Le retour de Lazare à la vie ! Voilà le dernier des sept signes accomplis par Jésus, et le plus grand !

Le plus grand parce qu’il signifie clairement l’autorité de Jésus sur la vie et la mort. Le plus grand aussi parce qu’il manifeste la raison d’être de sa venue dans le monde, apporter la plénitude de la vie.

Mais aussi paradoxalement, nous l’apprenons dans les versets qui suivent notre Évangile, ce signe de victoire sur la mort de Lazare détermine les autorités juives à faire mourir Jésus ! Ainsi, si Lazare va de la mort à la vie, Jésus prend le chemin inverse ! De ce long Évangile, je retiens un seul enseignement ce matin : la compassion de Jésus devant le malheur de ses amis de Béthanie.

Marthe et Marie sont dans la détresse d’avoir perdu leur frère Lazare, depuis 4 jours déjà. Chacune, l’une après l’autre, à sa façon propre, va à la rencontre de Jésus pour laisser éclater cette détresse.
Marthe est plus directe en disant d’emblée :
Seigneur, si tu avais été ici, mon frère ne serait pas mort.
Marie a soin d’abord de se jeter à ses pieds, avant de lui dire la même chose.
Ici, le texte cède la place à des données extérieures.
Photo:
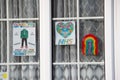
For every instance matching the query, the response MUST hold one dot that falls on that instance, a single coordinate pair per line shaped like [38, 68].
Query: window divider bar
[77, 63]
[75, 18]
[8, 38]
[78, 47]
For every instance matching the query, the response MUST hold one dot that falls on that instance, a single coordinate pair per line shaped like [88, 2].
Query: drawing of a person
[24, 37]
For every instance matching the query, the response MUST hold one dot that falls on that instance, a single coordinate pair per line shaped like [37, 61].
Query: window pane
[24, 72]
[92, 72]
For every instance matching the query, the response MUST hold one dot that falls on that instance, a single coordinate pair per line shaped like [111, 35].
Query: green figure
[24, 36]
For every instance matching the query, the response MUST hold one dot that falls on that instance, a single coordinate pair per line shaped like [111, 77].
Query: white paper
[65, 33]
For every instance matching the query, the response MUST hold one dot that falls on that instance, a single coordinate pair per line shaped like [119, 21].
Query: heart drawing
[65, 28]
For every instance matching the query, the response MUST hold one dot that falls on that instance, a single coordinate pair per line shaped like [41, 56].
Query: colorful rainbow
[90, 45]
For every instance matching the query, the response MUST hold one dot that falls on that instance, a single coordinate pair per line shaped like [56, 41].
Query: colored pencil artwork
[90, 45]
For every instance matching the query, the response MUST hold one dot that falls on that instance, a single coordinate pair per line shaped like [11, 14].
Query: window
[16, 13]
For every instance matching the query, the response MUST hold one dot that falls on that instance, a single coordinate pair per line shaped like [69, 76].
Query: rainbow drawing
[90, 45]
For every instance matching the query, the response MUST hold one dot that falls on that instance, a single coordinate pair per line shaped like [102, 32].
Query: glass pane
[95, 27]
[92, 72]
[24, 72]
[34, 58]
[64, 8]
[2, 8]
[23, 8]
[63, 53]
[65, 72]
[91, 8]
[3, 42]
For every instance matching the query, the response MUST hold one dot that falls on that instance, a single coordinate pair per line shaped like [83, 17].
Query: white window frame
[46, 43]
[117, 38]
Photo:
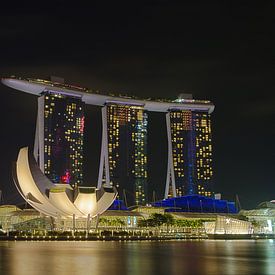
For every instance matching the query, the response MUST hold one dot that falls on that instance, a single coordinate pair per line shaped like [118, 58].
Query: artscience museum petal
[58, 200]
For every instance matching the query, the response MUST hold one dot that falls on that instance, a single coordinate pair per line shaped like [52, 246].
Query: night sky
[221, 52]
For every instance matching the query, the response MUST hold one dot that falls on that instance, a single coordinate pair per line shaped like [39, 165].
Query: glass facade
[192, 152]
[63, 138]
[127, 150]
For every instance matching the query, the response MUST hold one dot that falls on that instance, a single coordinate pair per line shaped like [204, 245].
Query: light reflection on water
[135, 258]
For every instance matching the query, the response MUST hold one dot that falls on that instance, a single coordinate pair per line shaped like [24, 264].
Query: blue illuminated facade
[196, 204]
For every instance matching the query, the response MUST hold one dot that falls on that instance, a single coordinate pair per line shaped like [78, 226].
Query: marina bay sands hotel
[58, 146]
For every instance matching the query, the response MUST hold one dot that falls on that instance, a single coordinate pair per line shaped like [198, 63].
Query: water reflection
[135, 258]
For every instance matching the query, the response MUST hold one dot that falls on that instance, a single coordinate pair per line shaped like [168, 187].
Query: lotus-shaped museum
[58, 200]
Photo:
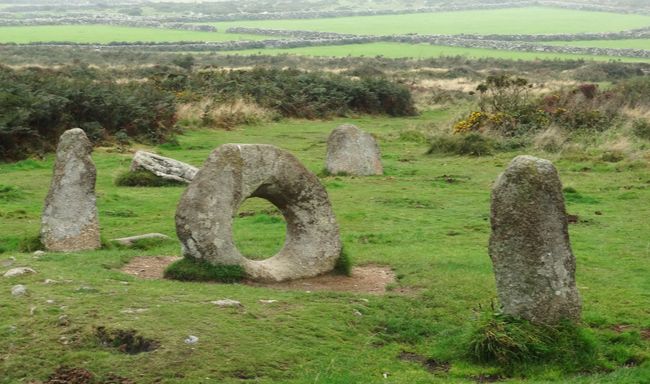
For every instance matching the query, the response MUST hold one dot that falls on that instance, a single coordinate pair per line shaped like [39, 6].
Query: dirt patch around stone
[149, 267]
[431, 365]
[372, 279]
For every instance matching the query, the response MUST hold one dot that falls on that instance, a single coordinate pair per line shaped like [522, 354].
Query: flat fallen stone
[530, 249]
[18, 271]
[163, 167]
[351, 151]
[128, 241]
[226, 303]
[69, 221]
[18, 290]
[232, 174]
Jésus, dit le texte, est bouleversé par cela, ou encore repris par l’émotion, et cette compassion débouche immédiatement sur une action, il demande d’ouvrir la tombe et il rend grâce au Père d’avoir exaucé sa prière.
Nous aussi, entrons dans cette action de grâce.
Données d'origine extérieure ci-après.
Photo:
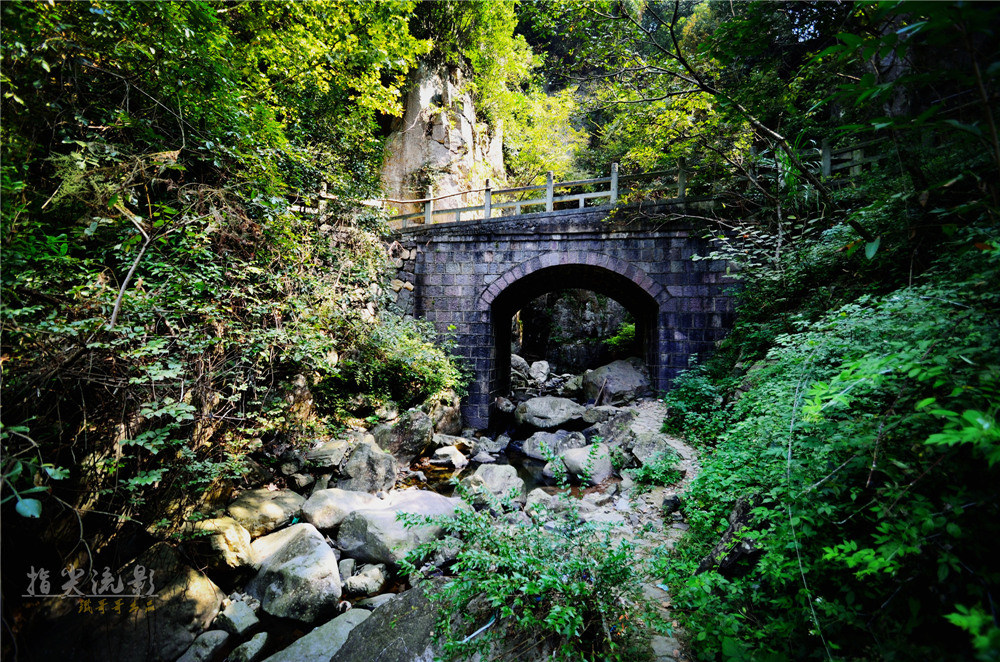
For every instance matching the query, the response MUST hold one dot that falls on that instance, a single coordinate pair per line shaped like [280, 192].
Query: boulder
[206, 648]
[556, 442]
[547, 412]
[161, 629]
[298, 577]
[578, 461]
[229, 542]
[368, 469]
[539, 371]
[518, 364]
[445, 414]
[238, 618]
[407, 437]
[377, 536]
[505, 406]
[497, 479]
[369, 580]
[262, 511]
[449, 456]
[323, 643]
[487, 445]
[464, 444]
[617, 383]
[329, 455]
[599, 414]
[249, 651]
[400, 630]
[572, 387]
[327, 508]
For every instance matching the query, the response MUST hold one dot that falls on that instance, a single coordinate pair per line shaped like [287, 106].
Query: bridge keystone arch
[469, 279]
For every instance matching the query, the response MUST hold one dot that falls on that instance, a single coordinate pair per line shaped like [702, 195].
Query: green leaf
[872, 247]
[29, 508]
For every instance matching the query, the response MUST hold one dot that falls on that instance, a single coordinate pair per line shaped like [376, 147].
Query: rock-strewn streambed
[311, 570]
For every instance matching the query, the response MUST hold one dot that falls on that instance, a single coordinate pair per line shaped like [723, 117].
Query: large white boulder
[617, 383]
[548, 412]
[299, 577]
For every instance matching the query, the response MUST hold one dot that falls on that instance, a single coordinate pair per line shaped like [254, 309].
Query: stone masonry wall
[460, 272]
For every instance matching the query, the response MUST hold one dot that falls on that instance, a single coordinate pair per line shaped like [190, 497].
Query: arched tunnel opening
[641, 307]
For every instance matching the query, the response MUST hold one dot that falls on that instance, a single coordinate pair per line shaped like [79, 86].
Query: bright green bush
[552, 581]
[870, 437]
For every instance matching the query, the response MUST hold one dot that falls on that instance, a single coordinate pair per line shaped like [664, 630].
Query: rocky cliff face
[440, 144]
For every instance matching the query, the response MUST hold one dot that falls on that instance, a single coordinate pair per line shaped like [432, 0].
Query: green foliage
[158, 290]
[870, 434]
[624, 338]
[553, 581]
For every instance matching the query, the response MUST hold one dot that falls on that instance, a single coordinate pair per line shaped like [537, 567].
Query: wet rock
[238, 618]
[556, 442]
[206, 648]
[572, 387]
[262, 511]
[249, 651]
[368, 469]
[325, 642]
[445, 414]
[599, 414]
[671, 504]
[186, 602]
[547, 412]
[298, 577]
[519, 365]
[464, 444]
[487, 445]
[497, 479]
[401, 630]
[229, 542]
[505, 406]
[617, 383]
[648, 445]
[328, 508]
[377, 536]
[374, 602]
[407, 438]
[539, 371]
[301, 481]
[329, 455]
[449, 456]
[593, 461]
[369, 580]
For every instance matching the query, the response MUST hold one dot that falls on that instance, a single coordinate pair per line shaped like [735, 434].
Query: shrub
[551, 580]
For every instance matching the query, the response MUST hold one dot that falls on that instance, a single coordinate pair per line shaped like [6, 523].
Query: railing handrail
[832, 160]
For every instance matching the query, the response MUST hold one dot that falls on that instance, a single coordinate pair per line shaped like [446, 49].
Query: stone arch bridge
[470, 278]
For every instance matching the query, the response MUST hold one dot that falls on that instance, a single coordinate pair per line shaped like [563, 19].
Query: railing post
[681, 178]
[549, 189]
[856, 157]
[614, 184]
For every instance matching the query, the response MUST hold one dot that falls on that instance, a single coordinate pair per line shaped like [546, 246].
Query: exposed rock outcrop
[440, 143]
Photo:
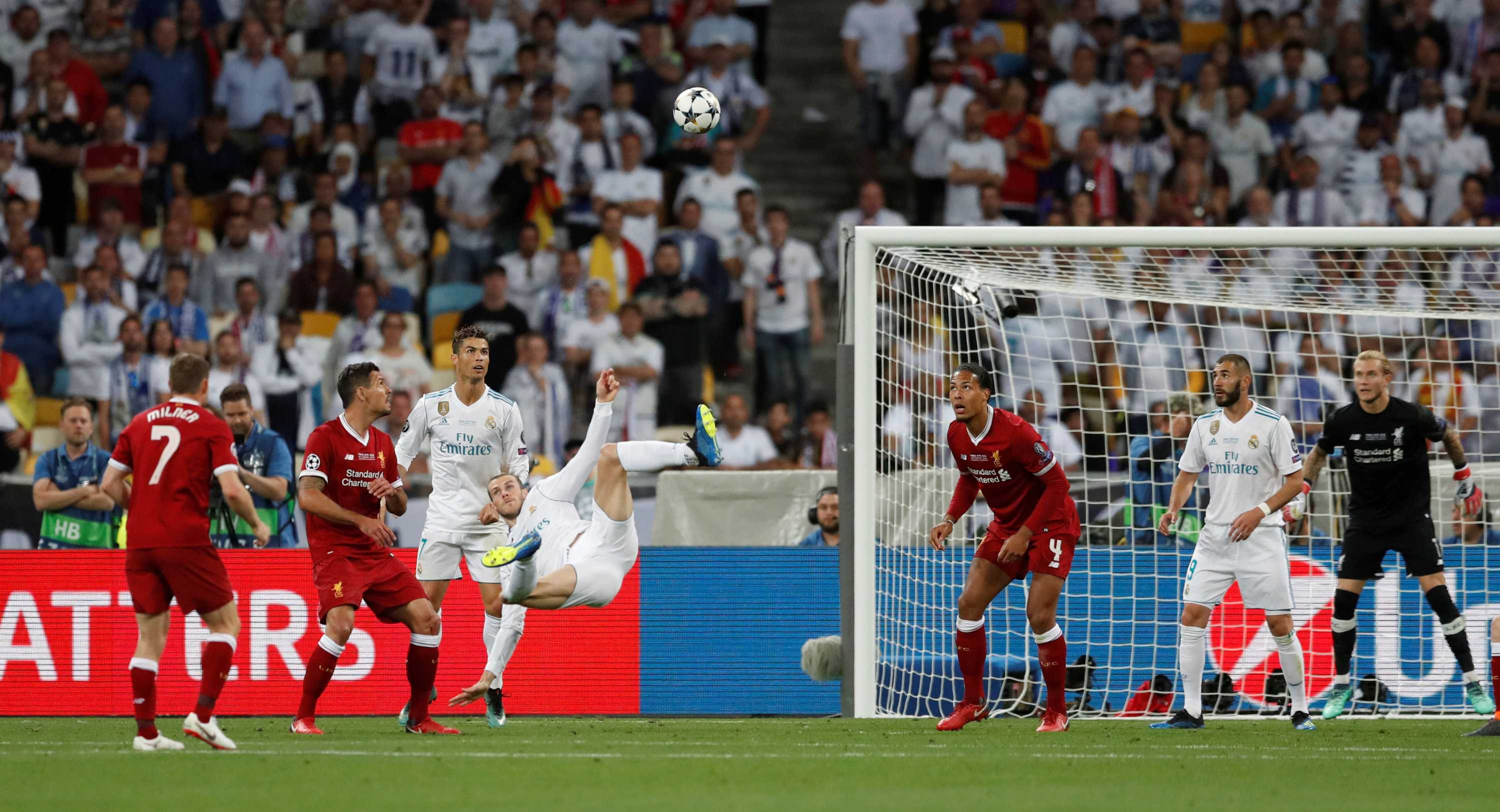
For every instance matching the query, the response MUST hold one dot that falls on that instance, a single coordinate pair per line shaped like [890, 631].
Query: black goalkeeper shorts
[1416, 543]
Comme les Juifs témoins du retour à la vie de Lazare, croyons en Jésus, en sa parole, en la puissance de sa prière, à sa compassion pour tous ses frères humains.
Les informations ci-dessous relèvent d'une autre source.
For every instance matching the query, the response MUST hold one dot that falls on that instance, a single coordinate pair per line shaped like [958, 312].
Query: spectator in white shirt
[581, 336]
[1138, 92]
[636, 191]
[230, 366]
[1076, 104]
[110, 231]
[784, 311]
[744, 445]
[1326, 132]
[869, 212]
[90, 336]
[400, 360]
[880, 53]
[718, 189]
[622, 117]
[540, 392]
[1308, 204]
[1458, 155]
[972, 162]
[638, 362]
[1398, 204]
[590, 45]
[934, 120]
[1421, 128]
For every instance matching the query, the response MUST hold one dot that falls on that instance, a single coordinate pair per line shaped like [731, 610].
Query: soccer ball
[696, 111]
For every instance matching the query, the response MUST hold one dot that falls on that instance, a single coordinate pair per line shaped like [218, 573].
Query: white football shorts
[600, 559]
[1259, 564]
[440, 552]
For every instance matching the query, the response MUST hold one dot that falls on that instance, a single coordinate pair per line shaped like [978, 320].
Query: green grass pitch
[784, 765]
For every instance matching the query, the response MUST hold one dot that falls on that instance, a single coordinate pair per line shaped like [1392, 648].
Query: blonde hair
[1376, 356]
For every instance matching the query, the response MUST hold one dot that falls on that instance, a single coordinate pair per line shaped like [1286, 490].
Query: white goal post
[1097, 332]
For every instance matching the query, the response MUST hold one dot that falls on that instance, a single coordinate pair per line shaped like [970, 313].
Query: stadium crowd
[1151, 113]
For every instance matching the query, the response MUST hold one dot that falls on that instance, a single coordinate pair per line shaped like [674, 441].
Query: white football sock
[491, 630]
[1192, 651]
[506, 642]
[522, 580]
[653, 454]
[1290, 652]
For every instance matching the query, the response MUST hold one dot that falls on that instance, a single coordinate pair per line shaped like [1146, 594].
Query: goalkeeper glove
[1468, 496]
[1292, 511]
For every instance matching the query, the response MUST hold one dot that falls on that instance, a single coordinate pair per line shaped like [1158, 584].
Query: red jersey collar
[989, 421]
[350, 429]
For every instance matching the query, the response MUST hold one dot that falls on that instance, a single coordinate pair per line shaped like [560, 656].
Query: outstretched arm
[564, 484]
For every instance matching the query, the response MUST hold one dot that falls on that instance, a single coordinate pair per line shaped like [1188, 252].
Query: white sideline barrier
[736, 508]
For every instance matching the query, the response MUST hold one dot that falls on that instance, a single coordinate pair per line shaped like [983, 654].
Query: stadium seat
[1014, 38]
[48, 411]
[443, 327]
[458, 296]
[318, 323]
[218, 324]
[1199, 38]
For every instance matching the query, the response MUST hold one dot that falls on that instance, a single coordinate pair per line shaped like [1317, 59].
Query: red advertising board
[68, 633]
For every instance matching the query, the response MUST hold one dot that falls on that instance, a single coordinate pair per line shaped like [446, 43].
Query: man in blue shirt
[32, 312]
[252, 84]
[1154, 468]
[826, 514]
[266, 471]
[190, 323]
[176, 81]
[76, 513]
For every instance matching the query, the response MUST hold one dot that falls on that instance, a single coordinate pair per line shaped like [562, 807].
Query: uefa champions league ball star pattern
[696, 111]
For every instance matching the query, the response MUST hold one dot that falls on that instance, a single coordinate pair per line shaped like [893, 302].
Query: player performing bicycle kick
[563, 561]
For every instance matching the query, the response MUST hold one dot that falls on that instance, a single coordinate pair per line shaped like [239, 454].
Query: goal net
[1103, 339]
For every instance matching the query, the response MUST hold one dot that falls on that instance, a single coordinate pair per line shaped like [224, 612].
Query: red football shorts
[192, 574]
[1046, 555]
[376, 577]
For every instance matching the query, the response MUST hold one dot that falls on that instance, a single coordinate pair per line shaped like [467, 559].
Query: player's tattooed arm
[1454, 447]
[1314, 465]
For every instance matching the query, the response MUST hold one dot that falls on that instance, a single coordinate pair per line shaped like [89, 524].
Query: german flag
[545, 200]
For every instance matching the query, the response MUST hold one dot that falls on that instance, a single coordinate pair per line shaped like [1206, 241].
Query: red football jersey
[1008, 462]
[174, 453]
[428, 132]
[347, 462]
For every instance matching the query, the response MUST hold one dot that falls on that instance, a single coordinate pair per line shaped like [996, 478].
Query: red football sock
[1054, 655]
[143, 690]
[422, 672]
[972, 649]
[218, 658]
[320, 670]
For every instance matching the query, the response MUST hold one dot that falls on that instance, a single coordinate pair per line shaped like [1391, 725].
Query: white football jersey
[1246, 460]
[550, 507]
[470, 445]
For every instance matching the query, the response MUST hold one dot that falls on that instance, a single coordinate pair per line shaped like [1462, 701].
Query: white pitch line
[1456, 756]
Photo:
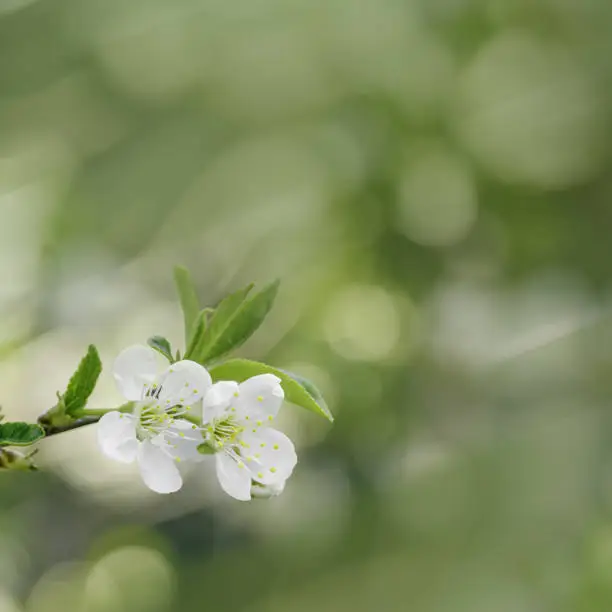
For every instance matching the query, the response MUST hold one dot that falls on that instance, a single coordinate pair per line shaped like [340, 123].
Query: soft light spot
[532, 112]
[436, 201]
[363, 323]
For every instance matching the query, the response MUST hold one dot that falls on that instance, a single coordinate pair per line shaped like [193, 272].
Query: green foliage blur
[431, 181]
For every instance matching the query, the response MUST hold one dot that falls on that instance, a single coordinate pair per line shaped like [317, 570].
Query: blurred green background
[431, 180]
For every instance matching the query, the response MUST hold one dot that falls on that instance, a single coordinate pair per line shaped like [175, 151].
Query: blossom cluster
[178, 415]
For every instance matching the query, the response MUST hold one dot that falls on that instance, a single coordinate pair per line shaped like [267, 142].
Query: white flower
[267, 491]
[237, 420]
[154, 434]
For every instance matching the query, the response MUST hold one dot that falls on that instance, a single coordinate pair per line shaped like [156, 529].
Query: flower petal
[218, 399]
[184, 382]
[117, 436]
[158, 470]
[183, 439]
[259, 398]
[234, 479]
[269, 455]
[135, 367]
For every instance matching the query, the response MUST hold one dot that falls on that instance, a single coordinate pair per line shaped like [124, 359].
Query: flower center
[223, 432]
[152, 419]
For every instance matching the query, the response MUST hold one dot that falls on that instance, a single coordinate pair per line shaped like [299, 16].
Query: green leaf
[20, 434]
[161, 345]
[312, 390]
[235, 320]
[197, 335]
[295, 392]
[83, 382]
[188, 297]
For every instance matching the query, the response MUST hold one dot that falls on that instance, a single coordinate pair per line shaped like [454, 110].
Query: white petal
[269, 454]
[184, 382]
[259, 399]
[158, 470]
[183, 441]
[135, 367]
[267, 491]
[218, 399]
[234, 479]
[117, 436]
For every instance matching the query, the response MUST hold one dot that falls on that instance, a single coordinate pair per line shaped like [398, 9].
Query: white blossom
[155, 433]
[236, 425]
Oui, croyons à la compassion de Dieu pour nous aujourd’hui, un nous qui englobe l’humanité. Joignons notre prière à celle du pape François.
Dans le contexte actuel, la lecture de cet Évangile, deux semaines avant de célébrer la Pâques, nous donne de vivre et d’agir dans la compassion de Jésus, dans sa prière d’intercession, elle nous donne de croire en la victoire de la vie !
Comme citoyens, nous pourrons aussi, plus tard, donner notre avis relatif aux changements nécessaires, parce que salutaires, du mode de vie de la partie la plus riche de l’humanité à laquelle nous appartenons, de travailler à retisser de bonnes relations à la Terre et à tous les vivants.

Mais l’actualité est bien de prendre soin de tous ceux qui nous entourent physiquement, ainsi que de ceux qui sont dans nos pensées, nos prières, par exemple à tous ceux et celles qui seraient présents dans cette chapelle, un dimanche de carême, sans cette épidémie. Vivons dans la confiance en l’amour de Dieu pour qu’Il nous donne le courage de faire ce que nous pouvons pour le bien de ceux qui nous entourent.
Un moyen de combattre les ravages du COVID-19, de limiter sa contagion, est de protéger les autres en se protégeant soi-même, cela va de pair. La solidarité est comme obligée. Nous sommes tous dans la même barque !
Une coïncidence du soin de soi et du soin des autres qui résonne avec le commandement de l’amour du prochain comme de soi-même, qui rejoint la compassion, la charité de Jésus qui, en ramenant Lazare à la vie, entre dans sa Passion pour notre salut.
Alors, chers frères et sœurs, comme le dit l’oraison de la messe de ce jour, demandons la grâce d’imiter avec joie la charité du Christ qui a donné sa vie par amour pour le monde. Amen.